I was lucky enough to spend a few days last month on the beautiful island of St Lucia. This was such a lovely trip as although we went quite often to the Caribbean many years ago before we got married, I’ve only been there once since. Not for any particular reason but when we moved away from the South East, time just passed by and the opportunity to return just didn’t arise until now.
I had always marvelled at the customer service we received in resorts across the islands. It was always second to none with such attention to detail; greeted warmly on arrival and showed to our table, water poured and menu presented within seconds of sitting and then orders promptly taken. My Lady Janey glass, whether it be of water or wine, was never empty for long as staff were always quick to replenish and at the rate I drink wine, this was no mean feat.
Sometimes food didn’t necessarily appear at the speed of light, such is the laid back approach in the Caribbean, but it was always beautifully and thoughtfully served. I remember thinking how amazing it was to be in these restaurants and experience such fabulous customer service.
Some of you may have read my recent post about the grey area of tips and service charges in the UK. If not, then it’s definitely worth a look. Here we give tips to reward and recognise good service but it is always best to check the bill first to see if a service charge has already been added as it’s not common practice everywhere and it’s not usually even compulsory. If a service charge has been included, then very rarely do we then also leave a tip.
It suddenly dawned on me halfway through our stay that for all previous trips to the Caribbean, we have always stayed, bar one time in Barbados, in all inclusive resorts. This meant that we had no real idea how much we were being charged for our meals and more significantly, how much of a service charge was being factored into the cost. it’s the first time in years that we’ve stayed in a resort on a kind of ‘pay as you go’ basis.
In the Caribbean, a 10% service charge is always included on a bill.

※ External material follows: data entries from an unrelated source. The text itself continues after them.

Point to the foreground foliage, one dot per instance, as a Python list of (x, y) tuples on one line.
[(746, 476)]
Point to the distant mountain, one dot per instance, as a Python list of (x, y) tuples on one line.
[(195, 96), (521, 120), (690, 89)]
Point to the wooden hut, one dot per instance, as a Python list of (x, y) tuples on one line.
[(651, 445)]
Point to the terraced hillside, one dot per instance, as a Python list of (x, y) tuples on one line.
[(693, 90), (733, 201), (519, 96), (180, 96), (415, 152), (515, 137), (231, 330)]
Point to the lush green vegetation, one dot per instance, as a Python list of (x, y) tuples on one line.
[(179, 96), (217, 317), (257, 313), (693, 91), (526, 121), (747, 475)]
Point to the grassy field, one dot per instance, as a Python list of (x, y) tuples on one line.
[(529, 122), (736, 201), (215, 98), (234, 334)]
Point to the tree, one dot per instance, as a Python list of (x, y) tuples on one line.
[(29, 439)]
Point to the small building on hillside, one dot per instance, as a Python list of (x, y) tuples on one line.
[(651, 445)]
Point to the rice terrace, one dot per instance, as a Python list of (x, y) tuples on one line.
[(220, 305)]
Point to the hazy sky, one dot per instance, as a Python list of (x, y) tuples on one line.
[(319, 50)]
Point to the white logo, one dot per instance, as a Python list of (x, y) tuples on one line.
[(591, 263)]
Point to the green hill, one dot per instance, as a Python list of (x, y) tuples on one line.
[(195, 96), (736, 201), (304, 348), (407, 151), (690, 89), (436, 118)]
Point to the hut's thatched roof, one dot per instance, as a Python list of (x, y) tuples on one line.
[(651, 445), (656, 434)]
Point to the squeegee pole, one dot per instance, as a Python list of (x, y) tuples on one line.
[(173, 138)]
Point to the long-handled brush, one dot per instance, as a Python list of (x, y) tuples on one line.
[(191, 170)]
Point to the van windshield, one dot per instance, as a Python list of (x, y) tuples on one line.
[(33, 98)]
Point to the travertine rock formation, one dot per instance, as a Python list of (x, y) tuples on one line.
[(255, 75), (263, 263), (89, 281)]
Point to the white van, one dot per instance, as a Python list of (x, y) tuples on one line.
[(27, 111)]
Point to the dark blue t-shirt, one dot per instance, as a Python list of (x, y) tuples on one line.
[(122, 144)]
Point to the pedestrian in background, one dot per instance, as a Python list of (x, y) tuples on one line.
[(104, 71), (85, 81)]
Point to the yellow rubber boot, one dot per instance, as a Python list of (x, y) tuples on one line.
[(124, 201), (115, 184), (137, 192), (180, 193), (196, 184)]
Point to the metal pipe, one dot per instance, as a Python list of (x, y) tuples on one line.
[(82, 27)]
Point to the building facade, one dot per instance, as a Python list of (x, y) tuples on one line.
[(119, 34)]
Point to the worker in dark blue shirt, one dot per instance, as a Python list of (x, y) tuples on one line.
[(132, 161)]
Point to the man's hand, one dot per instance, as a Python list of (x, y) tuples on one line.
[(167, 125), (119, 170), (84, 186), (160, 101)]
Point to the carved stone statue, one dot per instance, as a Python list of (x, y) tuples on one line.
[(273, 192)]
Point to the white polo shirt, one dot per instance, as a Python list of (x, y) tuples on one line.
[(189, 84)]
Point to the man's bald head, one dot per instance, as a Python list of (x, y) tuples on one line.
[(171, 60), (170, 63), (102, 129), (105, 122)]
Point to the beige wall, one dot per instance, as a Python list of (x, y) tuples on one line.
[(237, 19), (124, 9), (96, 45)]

It’s not the done thing to question it so with an unbelievably great deal of Lady Janey restraint, I didn’t.
When I got home, I did a little more reading about what to do and what not to do in St Lucia and it appears that service charges are not usually passed on to employees so any extra tips on top of the service charge are always very much appreciated. A service charge and then a tip! I almost had heart failure at the thought. Prices had been high enough as it was without forking out for a tip on top.
However, had I realised at the time, I would maybe have given that bit extra as I think if a service charge is levied in an establishment, then it should definitely find its way into the pockets of the employees, not the employers.
My strong belief is still that if people are just doing their job, albeit very well, then the choice as to whether that merits extra monetary recognition or not should be the decision of the customer and the customer alone and not enforced through any kind of obligatory service charge.
However, as I love the Caribbean and do not wish to be blacklisted, my mantra must then be, when in Rome, do as in Rome and when not, then don’t.